What is the Rao’s secret sauce?
One of the things I think we’re most proud of is that our staple dishes, and recipes that we use in the restaurant in New York, are well over a century old. That being said, it’s our mission to preserve the integrity of those dishes and share it with all of the wonderful people who come and join us, our guests.
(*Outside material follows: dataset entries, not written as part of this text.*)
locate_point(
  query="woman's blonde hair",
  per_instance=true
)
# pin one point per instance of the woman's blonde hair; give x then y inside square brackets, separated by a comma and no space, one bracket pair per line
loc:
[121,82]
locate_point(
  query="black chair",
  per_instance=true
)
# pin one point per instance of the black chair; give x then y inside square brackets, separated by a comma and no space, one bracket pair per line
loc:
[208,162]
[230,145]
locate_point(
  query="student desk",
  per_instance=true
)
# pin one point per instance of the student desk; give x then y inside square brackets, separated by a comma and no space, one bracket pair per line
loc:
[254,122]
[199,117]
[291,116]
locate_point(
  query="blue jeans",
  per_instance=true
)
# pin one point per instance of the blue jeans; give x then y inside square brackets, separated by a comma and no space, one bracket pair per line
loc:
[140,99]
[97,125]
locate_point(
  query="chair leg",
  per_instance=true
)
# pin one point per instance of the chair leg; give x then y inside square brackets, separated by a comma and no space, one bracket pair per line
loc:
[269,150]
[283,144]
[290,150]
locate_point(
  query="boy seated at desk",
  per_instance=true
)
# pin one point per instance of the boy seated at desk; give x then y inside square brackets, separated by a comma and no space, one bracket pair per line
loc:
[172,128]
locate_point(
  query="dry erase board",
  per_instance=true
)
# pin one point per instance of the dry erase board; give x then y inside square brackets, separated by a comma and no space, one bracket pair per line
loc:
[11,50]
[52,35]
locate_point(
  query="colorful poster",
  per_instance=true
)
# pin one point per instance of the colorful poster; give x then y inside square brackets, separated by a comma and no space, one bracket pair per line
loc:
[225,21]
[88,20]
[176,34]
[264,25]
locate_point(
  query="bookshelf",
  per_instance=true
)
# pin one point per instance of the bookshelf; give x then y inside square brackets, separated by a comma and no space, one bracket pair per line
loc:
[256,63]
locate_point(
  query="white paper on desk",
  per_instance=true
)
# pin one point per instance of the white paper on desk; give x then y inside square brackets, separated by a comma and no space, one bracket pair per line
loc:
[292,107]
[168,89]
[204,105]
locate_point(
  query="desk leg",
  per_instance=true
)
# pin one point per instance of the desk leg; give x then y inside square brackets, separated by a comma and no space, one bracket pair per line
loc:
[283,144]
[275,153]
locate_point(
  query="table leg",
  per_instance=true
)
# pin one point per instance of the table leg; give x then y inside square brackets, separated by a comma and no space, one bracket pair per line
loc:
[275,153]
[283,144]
What we do is utilize the finest ingredients possible, and that has provided us the opportunity to always allow our cuisine to evolve. You’ll find Chef Dino every day in New York, going out and sourcing the best ingredients possible, which is part of our heritage. Our forefathers and grandmothers spent the whole day shopping just to prepare the meal for that evening or Sunday.
Your sauce has actually become part of Americana.
Our pasta sauce is now a quarter of a century old. It is, without question, the finest sauce that you can buy in a jar. It’s the healthiest sauce. There’s no sugar. We use the finest tomatoes grown in the Campania region of Southern Italy and San Marzano region. The finest olive oil, fresh onions, garlic, etc. Seasonings. Again, it’s carrying on more than a century of preparation. Salt in the water is a key, critical component of making delicious-tasting pasta. You can find that sauce virtually in every single supermarket throughout the country. When it was first created by my dad, I characterized it, and still do to this day, as love in a jar. It was made and delivered with passion. It’s that passion and integrity of not only the ingredients, but our hearts and souls that are put into our cuisine, that I believe really separates us from everyone else.
So you can bring Rao’s home, but what goes down at the Pellegrino family home?
I cook everything. At home, we’ll do a lot of Sunday gravy on weekends. Spending a good portion of my time out here in the Southwest, you will be finding a lot of barbecuing that goes on. That barbecuing is comprised mostly of Rao’s dishes that have been transformed. The recipes have been transformed so that you can do them on the grill with relative ease and great results. We even have a grilling cookbook that came out a few years back that’s just terrific.
Again, when you come to my house, whether it’s Saturday, Sunday, Tuesday or Wednesday, the refrigerator door’s always open and the coffee’s always brewing. There’s some wine hanging around, too. It’s a coming together of friends and family. That’s what Rao’s, and all of our restaurants, are about, particularly in New York. Certainly in New York and Los Angeles and here in Las Vegas, too. I would have to say that at Rao’s in Caesars Palace, a good 20 percent of our guests are local people, which I think says a lot about the hospitality that we strive to deliver.
At the end of the day, the restaurant belongs to our guests. It’s not ours. It’s a privilege and honor for us to prepare our food for these incredible people who grace us with their presence on a regular basis.
That’s a great question. When people ask us to look into the crystal ball, we don’t look into a crystal ball. We go with the flow. You’d be surprised that opportunities manifest themselves, unplanned. It’s a great deal of spontaneity, so to speak. Whatever captures our passion is what we’ll pursue. In terms of restaurants, three is more than enough for our team to handle. Perhaps expanding that would dilute the heart and soul of what we aim to achieve. It depends on circumstances, environments and appeal.